Nina Reiser appears at husband's murder trial
Hans Reiser
Police photo
By Jeff Shuttleworth
January 14, 2008
Nina Reiser made a brief appearance today in the trial of her
husband Hans Reiser on charges that he murdered her, but only
in a videotape recorded at a grocery store shortly before she
was last seen alive.
Oakland police officer Shan Johnson testified today that the
video showed Nina Reiser, who was 31 at the time, with the couple's
two children, Rory and Nio, at the Berkeley Bowl store at 2020
Oregon St. in Berkeley about 2 p.m. on Sept. 3, 2006.
The video, which recorded activity near a checkout counter, didn't
show Nina's face, but it showed part of her body and showed that
she was wearing a purple sundress.
Nina was last seen about half an hour later when she dropped
off the children at the house at 6979 Exeter Drive in Oakland
where Hans Reiser lived with his mother, Beverly Palmer.
Her body has never been found, despite extensive searches in
the Oakland hills and elsewhere.
But Hans Reiser, an Oakland computer engineer, was charged in
October of 2006 with murdering her after Oakland police said they
found biological and trace evidence tying him to her death.

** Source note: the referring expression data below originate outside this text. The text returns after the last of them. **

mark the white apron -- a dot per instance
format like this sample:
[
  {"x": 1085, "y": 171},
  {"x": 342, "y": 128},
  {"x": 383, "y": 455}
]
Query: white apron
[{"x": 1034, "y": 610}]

Nina and Hans Reiser married in 1999 but she filed for divorce
and separated from him in 2004. The couple was in the midst of
acrimonious divorce proceedings and a struggle over custody of
their two children when she disappeared.
Nina Reiser
Hans Reiser has pleaded not guilty to the charges against him.
His attorney, William DuBois, has said that he thinks Nina may
still be alive and in hiding in Russia, where she was born and
where she was trained as a physician.
Today was the first day of testimony this year in Reiser's trial,
as Alameda County Superior Court Judge Larry Goodman gave jurors
a 26-day break during the holidays, and much of the testimony
was dry as prosecutor Paul Hora continued his task of methodically
presenting small bits of pieces of evidence aimed at painting
a larger picture that proves Reiser is guilty.
One little piece was Johnson's testimony that when he searched
Nina's home on Sept. 15, 2006, he found her passport, as well
as passports for the couple's children.
Johnson said the fact that he found Nina's passport indicated
to him that she hadn't left the country, but DuBois suggested
that she could have left the country using an assumed name.
Officer Bruce Christensen described nearly 100 photos he took
of virtually every nook and cranny of the Exeter drive house.
Christensen also described photos he took of a house at 6952
Simpson St. on Oct. 10, 2006, where a male friend of Reiser's
mother lives.
Reiser was arrested at that residence that day.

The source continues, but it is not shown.